GETTING THE SMOOTHEST LOW-SPEED MOTION POSSIBLE WITH SUB-MICROSTEPPING
Figure 2 shows a linearly interpolated 10-microstep waveform. The space between each step change in current is now linearly “filled in” with 32 sub-microsteps to give the motor an effective 320 microstep smoothness. A normal 320-microstep drive requires a 3.2 MHz step pulse frequency to get 3,000 RPM from the motor. The GM215 and G214 require only a 0.1 MHz step pulse frequency to get the same speed while operating at 10 microstep.
Figure 3 shows the individual sub-microsteps over a small range of the Figure 4 waveform. Each cycle of the yellow trace is the 10-microstep input step pulse. There are 16 sub-microsteps seen per input period; the other phase winding's sub-microsteps are interleaved for a total of 32 sub-microsteps.

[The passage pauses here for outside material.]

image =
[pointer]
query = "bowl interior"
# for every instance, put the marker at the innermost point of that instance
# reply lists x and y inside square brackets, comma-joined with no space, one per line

The GM215's FPGA measures every step input period and then divides the measured time period by 16. The result goes to a timing circuit that produces exactly 16 evenly spaced pulses over the span of every input pulse period. The G214 will change the level of sub-microstepping based on the resolution setting for best performance. With a maximum resolution of 256 microstep it will operate smoothly at all resolution settings because of this feature without any rough stepping at lower resolutions.